# Pre-Coasters Dayton/Huffman Foothill Flyers Ride Sat Feb 3rd 2:00pm



## fordmike65 (Feb 1, 2018)

Since we have a few Cabe members coming in from out of town for Sunday's ride with the Cyclone Coasters in Long Beach, the Foothill Flyers will be hosting a local ride in Monrovia the day before on Saturday, Feb 3rd. For now, the meet up time is *2pm*, but stay tuned for any changes. As per our usual local rides, meet up at Library Park at  321 South Myrtle. Plenty of coffee and snacks available at Coffee Bean, Starbucks and Merengue close by. Drop/side stands up @3:00pm to enjoy a leisurely ride around beautiful Monrovia at the foot of the gorgeous San Gabriel mountains. Depending on how far you guys want to ride, we can continue to the San Gabriel River Trail for a scenic ride up into the canyon. Then head back into town for a bite & drinks. Please post up here if you'd like to join us and if the meet up time works for those of you coming from far. Hope to see you there! FF




















@azbug-i
@rustjunkie
@rustintime
@the2finger
@cyclingday
@tripple3
@New Mexico Brant
@Nickinator
@Desireé
@Cory
@schwinnja
@mrg
@birdzgarage
@Schwinn499
@Pedal pushers
@Jrodarod
@Vintage Paintworx
@WetDogGraphix
@Velocipedist Co.


----------



## Balloonatic (Feb 2, 2018)

Amanda and I will be there! I will likely ride my Airflo for the first time. and may put Amanda on the Geezer Rod.... hope you can all make it!


----------



## New Mexico Brant (Feb 2, 2018)

I am still trying to get a client meeting pinned down.  I will try to make it if I can; TBD...  How long do you all normally ride on this one?


----------



## Nickinator (Feb 2, 2018)

We're planning to make it, not sure how far up into the canyon we'd get lol, you guys get to ride all year long- we haven't ridden for 5 months take it easy on us! 
Darcie


----------



## fordmike65 (Feb 2, 2018)

New Mexico Brant said:


> I am still trying to get a client meeting pinned down.  I will try to make it if I can; TBD...  How long do you all normally ride on this one?

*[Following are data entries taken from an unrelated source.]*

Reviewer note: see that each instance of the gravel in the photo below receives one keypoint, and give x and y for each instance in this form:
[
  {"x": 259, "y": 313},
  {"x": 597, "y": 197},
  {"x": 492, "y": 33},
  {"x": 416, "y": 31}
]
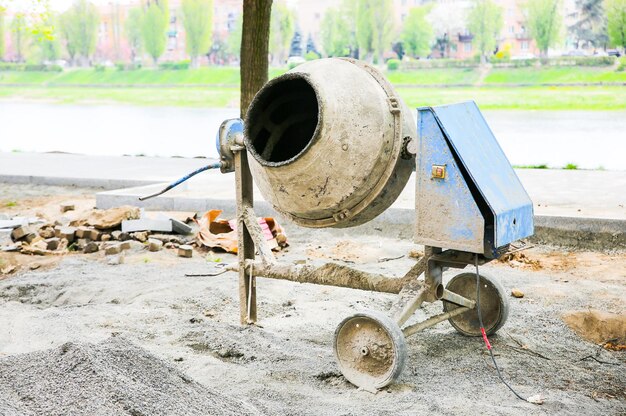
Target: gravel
[{"x": 110, "y": 377}]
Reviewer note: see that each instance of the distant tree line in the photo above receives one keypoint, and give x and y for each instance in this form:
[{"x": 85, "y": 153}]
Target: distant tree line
[
  {"x": 359, "y": 28},
  {"x": 363, "y": 28}
]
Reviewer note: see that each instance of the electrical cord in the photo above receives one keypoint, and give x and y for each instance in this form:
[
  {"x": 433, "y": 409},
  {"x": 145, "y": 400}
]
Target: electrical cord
[{"x": 482, "y": 330}]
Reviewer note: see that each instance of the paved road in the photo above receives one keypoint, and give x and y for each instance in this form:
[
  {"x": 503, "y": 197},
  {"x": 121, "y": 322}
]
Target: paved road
[
  {"x": 589, "y": 139},
  {"x": 600, "y": 194}
]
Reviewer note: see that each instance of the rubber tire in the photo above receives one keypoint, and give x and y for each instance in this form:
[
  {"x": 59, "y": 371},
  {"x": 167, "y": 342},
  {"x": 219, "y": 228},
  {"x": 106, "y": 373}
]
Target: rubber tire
[
  {"x": 399, "y": 346},
  {"x": 502, "y": 301}
]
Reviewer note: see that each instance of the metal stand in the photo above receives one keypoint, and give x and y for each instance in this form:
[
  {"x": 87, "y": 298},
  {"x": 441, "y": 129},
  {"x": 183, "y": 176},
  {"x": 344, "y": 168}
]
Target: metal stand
[{"x": 369, "y": 346}]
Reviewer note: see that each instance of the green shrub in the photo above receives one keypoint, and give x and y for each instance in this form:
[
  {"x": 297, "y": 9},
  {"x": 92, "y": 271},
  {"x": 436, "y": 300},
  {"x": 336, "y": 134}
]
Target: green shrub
[
  {"x": 439, "y": 63},
  {"x": 579, "y": 61},
  {"x": 311, "y": 56},
  {"x": 10, "y": 66},
  {"x": 393, "y": 64},
  {"x": 176, "y": 66}
]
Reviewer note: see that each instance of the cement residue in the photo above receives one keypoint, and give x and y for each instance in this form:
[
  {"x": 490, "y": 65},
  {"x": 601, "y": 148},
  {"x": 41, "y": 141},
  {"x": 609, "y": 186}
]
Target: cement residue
[
  {"x": 111, "y": 377},
  {"x": 597, "y": 326}
]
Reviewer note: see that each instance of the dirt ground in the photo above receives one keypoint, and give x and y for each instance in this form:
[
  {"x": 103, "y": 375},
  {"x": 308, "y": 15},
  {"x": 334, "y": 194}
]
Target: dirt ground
[{"x": 285, "y": 365}]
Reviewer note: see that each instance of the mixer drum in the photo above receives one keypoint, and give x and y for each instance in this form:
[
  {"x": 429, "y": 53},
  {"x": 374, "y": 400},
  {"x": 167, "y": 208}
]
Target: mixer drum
[{"x": 328, "y": 141}]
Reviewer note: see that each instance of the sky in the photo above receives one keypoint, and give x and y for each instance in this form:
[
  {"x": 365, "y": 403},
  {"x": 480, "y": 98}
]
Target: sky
[{"x": 56, "y": 5}]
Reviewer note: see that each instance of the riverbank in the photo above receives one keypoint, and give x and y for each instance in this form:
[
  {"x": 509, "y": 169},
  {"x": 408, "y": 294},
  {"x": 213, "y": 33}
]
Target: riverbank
[
  {"x": 561, "y": 98},
  {"x": 545, "y": 88}
]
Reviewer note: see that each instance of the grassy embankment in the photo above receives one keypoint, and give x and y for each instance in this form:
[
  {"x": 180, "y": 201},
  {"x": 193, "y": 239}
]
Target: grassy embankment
[{"x": 218, "y": 87}]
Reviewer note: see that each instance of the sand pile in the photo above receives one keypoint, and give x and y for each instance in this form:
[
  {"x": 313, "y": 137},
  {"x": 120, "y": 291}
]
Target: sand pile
[{"x": 111, "y": 377}]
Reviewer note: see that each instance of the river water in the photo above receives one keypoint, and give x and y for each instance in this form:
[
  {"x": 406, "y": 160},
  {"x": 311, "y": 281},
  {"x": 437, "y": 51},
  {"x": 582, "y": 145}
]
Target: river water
[{"x": 588, "y": 139}]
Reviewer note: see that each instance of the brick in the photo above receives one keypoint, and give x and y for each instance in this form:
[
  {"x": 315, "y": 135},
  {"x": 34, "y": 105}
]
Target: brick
[
  {"x": 66, "y": 232},
  {"x": 80, "y": 243},
  {"x": 67, "y": 207},
  {"x": 140, "y": 236},
  {"x": 154, "y": 244},
  {"x": 53, "y": 243},
  {"x": 94, "y": 235},
  {"x": 112, "y": 250},
  {"x": 91, "y": 247},
  {"x": 185, "y": 251},
  {"x": 19, "y": 233},
  {"x": 46, "y": 232},
  {"x": 82, "y": 232},
  {"x": 180, "y": 227}
]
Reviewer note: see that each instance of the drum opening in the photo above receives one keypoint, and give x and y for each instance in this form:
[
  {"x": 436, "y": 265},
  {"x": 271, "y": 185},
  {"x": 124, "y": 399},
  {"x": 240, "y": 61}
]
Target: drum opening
[{"x": 282, "y": 120}]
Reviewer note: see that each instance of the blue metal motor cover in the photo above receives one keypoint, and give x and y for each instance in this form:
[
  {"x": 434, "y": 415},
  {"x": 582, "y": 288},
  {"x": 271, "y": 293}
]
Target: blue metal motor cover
[{"x": 502, "y": 199}]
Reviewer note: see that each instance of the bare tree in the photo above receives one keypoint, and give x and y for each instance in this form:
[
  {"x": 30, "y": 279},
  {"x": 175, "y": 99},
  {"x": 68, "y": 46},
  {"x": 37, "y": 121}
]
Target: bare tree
[{"x": 254, "y": 49}]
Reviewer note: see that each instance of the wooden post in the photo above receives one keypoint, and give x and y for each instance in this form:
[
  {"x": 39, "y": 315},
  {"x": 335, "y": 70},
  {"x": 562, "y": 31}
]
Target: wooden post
[{"x": 247, "y": 283}]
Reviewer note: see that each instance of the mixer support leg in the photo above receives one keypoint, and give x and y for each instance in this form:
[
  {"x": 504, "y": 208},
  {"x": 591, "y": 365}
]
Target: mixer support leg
[{"x": 247, "y": 281}]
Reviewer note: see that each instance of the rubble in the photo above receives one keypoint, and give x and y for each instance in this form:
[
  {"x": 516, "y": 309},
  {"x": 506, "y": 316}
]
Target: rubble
[
  {"x": 112, "y": 218},
  {"x": 91, "y": 247},
  {"x": 124, "y": 228},
  {"x": 154, "y": 244},
  {"x": 147, "y": 224},
  {"x": 53, "y": 243},
  {"x": 113, "y": 249},
  {"x": 67, "y": 207},
  {"x": 185, "y": 251},
  {"x": 217, "y": 233},
  {"x": 115, "y": 260}
]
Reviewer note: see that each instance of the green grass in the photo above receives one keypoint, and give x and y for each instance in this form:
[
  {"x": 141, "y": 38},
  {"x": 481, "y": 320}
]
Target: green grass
[
  {"x": 212, "y": 75},
  {"x": 217, "y": 87},
  {"x": 215, "y": 97},
  {"x": 542, "y": 166},
  {"x": 434, "y": 76},
  {"x": 229, "y": 76},
  {"x": 604, "y": 98},
  {"x": 553, "y": 75}
]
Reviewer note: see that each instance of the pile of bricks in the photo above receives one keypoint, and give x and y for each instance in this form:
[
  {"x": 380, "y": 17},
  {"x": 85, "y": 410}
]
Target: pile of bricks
[{"x": 40, "y": 238}]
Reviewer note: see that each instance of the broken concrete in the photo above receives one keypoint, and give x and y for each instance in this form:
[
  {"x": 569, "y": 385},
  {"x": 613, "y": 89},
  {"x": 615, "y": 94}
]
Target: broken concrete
[
  {"x": 185, "y": 251},
  {"x": 147, "y": 224},
  {"x": 154, "y": 244}
]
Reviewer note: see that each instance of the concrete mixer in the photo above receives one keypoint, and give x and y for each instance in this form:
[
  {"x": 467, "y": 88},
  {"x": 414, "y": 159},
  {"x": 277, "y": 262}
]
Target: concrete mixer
[{"x": 331, "y": 144}]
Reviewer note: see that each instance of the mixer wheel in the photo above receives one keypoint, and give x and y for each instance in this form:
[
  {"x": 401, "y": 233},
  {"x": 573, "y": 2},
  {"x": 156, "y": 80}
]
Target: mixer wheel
[
  {"x": 494, "y": 304},
  {"x": 370, "y": 350}
]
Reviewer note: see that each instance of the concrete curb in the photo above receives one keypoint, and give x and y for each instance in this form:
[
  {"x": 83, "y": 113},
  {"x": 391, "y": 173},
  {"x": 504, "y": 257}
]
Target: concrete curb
[
  {"x": 575, "y": 232},
  {"x": 108, "y": 184}
]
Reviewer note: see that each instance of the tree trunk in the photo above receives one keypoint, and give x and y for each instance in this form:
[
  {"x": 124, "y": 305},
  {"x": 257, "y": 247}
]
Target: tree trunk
[{"x": 254, "y": 49}]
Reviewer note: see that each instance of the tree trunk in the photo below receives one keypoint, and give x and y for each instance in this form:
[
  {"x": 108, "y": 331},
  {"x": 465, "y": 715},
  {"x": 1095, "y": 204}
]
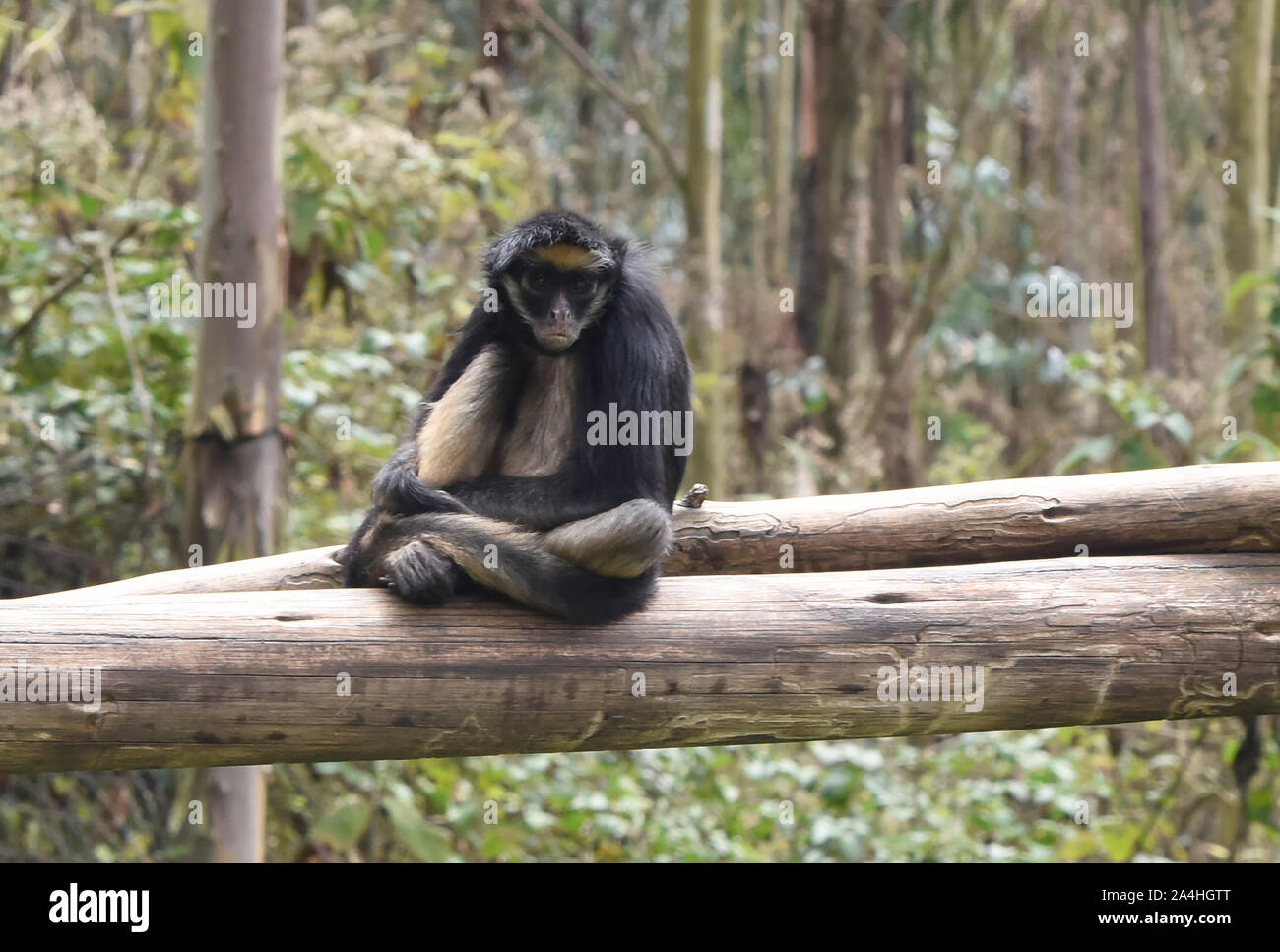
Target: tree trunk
[
  {"x": 895, "y": 434},
  {"x": 1220, "y": 508},
  {"x": 781, "y": 124},
  {"x": 359, "y": 674},
  {"x": 1160, "y": 336},
  {"x": 703, "y": 308},
  {"x": 234, "y": 456},
  {"x": 1246, "y": 237}
]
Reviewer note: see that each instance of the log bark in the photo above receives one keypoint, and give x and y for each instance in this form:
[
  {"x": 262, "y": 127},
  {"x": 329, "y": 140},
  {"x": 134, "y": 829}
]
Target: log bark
[
  {"x": 1207, "y": 508},
  {"x": 257, "y": 677}
]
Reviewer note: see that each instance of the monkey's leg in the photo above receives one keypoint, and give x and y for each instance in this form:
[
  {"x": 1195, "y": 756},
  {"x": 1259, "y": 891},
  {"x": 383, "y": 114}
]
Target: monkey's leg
[
  {"x": 519, "y": 564},
  {"x": 621, "y": 542}
]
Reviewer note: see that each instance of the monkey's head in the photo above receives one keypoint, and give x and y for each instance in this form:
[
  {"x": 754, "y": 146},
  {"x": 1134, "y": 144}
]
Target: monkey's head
[{"x": 557, "y": 272}]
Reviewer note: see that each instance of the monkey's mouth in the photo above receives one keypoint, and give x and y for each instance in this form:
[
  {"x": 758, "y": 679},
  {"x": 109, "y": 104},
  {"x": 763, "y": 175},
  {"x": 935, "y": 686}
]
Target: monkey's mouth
[{"x": 555, "y": 341}]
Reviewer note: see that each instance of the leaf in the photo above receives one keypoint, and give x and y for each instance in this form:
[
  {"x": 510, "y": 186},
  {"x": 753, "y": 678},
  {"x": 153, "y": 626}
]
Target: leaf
[
  {"x": 427, "y": 842},
  {"x": 345, "y": 824},
  {"x": 1242, "y": 286},
  {"x": 1093, "y": 451}
]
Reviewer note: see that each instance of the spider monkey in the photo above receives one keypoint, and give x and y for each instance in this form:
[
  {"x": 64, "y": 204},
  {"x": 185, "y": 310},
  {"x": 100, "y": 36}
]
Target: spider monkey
[{"x": 499, "y": 481}]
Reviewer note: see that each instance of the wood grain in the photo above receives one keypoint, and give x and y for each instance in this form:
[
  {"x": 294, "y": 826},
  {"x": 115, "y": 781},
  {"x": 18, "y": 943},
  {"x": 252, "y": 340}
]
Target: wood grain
[
  {"x": 1208, "y": 508},
  {"x": 204, "y": 678}
]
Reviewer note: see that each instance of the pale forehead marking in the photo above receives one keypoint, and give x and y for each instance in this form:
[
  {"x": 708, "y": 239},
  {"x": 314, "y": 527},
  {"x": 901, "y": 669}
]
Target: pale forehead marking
[{"x": 567, "y": 257}]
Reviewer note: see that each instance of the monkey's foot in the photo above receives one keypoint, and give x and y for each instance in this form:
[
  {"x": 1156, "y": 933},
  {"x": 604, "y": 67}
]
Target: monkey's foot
[{"x": 421, "y": 575}]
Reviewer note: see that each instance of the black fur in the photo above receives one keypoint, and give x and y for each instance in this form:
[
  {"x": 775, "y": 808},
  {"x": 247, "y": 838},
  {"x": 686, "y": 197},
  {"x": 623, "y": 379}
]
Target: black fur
[{"x": 631, "y": 355}]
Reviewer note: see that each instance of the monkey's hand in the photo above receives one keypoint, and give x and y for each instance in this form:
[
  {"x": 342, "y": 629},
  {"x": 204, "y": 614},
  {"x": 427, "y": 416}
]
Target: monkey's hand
[
  {"x": 398, "y": 490},
  {"x": 420, "y": 573},
  {"x": 383, "y": 553}
]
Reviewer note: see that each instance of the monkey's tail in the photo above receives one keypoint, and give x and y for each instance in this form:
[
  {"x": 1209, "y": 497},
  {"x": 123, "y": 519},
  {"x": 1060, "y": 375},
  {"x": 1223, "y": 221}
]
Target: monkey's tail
[{"x": 516, "y": 563}]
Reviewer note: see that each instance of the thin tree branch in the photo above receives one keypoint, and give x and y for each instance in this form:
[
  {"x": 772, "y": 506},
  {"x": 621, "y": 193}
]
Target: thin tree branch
[{"x": 641, "y": 113}]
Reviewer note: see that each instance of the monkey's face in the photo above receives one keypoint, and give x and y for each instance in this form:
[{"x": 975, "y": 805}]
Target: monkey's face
[{"x": 557, "y": 294}]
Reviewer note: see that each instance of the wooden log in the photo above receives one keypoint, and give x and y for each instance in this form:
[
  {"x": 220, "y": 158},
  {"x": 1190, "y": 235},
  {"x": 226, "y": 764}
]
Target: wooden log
[
  {"x": 1208, "y": 508},
  {"x": 257, "y": 677}
]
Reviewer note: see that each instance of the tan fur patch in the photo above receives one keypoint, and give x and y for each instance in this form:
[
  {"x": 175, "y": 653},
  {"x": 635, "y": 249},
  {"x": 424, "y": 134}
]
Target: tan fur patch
[
  {"x": 619, "y": 542},
  {"x": 460, "y": 438},
  {"x": 543, "y": 434},
  {"x": 566, "y": 257}
]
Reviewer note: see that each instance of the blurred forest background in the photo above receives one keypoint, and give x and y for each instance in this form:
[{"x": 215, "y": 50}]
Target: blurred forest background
[{"x": 848, "y": 200}]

Usually a couple hours, then back in town for a bite. We can move the time up a bit to accommodate your schedule. Just let us know asap so others know when to meet up.


----------



## azbug-i (Feb 2, 2018)

can't wait to see everyone this weekend!


----------



## azbug-i (Feb 2, 2018)

I'm certainly flexible too, i believe justin and i can be flexible. @Balloonatic


----------



## fordmike65 (Feb 2, 2018)

OK with everyone if we start at 2:00 then? That way Brant isn't rushed off?


----------



## New Mexico Brant (Feb 3, 2018)

fordmike65 said:


> OK with everyone if we start at 2:00 then? That way Brant isn't rushed off?



Looking forward to the ride!  Thanks Mike.


----------



## mrg (Feb 3, 2018)

Man, a perfect day for a ride but it’s OCTO bus meet ( 250-300 busses )and don’t know what time I’ll  get out of here ( and got up at 4am ) HAVE FUN!


----------



## burrolalb (Feb 3, 2018)

So what time 2 or 3 

Sent from my SAMSUNG-SM-G920A using Tapatalk


----------



## fordmike65 (Feb 3, 2018)

See you at 2:00! We'll hang out for a while for anyone that didn't get the memo.


----------



## fordmike65 (Feb 4, 2018)

What a gorgeous day for a ride with new friends! Got out of the gate a lil late, but what a great ride and such beautiful bikes! Thank you to all that came out to pedal today. Hope to ride with you again soon!


----------



## Balloonatic (Feb 5, 2018)

What a great ride, day and folks! Thanks to Mike and all for making it happen... just a super ride.


----------